In the war of attrition, it’sFlorida insurance industry: 50. State government: 0. Even Gov. Charlie Crist, who built part of his “I want to be your governor” campaign on fighting property insurance demands for more, more, more has mentally moved on. And state legislators, increasingly pro-business, are too busy introducing measures to weaken state insurance regulation and give insurers more leeway in charging what they want. Welcome to government by attention deficit disorder.
Which makes for an interesting historical backdrop to an analysis by the South Florida Sun Sentinel. The newspaper found that while Florida property insurers press state legislators to allow them to raise rates without regulator approval, citing losses in recent years, many are funneling fees and payments to unsupervised affiliates — money that could have been used as reserves against claims from storms. Here’s the key detail:
“A Sun Sentinel review of 26 Florida-based insurers found that the companies collectively reported a $87.8 million drop in claims-paying reserves last year and a $206.9 million underwriting loss, incurred when premiums don’t offset expenses.
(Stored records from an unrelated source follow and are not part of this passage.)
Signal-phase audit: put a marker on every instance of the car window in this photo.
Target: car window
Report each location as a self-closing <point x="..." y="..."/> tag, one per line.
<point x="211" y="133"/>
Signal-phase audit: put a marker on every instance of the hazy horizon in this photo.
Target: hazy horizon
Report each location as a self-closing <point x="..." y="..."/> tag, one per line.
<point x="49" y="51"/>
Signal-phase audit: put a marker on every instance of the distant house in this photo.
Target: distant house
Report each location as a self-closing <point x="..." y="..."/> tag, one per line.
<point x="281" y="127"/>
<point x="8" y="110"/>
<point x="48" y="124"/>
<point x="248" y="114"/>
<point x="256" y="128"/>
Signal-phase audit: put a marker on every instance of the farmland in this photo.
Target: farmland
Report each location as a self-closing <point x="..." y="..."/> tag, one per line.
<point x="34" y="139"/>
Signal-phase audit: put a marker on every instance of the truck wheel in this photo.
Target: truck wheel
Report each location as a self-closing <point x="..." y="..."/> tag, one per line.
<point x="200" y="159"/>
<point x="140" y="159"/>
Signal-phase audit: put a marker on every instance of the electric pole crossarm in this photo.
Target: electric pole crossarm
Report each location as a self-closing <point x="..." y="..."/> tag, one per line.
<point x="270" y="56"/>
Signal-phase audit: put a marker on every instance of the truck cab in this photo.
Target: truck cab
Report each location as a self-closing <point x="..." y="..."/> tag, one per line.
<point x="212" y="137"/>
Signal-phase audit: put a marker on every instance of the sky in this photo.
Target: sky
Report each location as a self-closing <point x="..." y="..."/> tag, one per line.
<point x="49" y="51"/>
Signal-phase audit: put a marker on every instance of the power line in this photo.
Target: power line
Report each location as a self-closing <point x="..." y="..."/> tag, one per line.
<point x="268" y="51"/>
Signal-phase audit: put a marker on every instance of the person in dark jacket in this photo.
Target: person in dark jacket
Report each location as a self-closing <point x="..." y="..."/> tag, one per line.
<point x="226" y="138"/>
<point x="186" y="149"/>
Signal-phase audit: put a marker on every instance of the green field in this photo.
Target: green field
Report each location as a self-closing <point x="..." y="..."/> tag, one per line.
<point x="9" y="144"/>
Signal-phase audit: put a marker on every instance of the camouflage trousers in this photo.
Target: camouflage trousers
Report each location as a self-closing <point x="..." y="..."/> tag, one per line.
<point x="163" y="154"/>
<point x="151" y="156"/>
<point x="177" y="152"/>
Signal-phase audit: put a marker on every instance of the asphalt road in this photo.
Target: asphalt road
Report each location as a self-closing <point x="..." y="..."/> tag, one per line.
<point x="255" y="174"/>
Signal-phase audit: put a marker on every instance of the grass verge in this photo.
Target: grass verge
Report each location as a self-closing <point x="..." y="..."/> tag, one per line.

“Yet, all but four paid a total of nearly $300 million last year to managing general agents, or MGAs, that were affiliates.”
The affiliates provide legitimate services to the Florida insurer — to a point. Critics say some of these payments are inflated. And once these funds end up with an affiliate, they can easily be funneled to the parent company which can do whatever it wants — including paying these funds out to shareholders as dividends.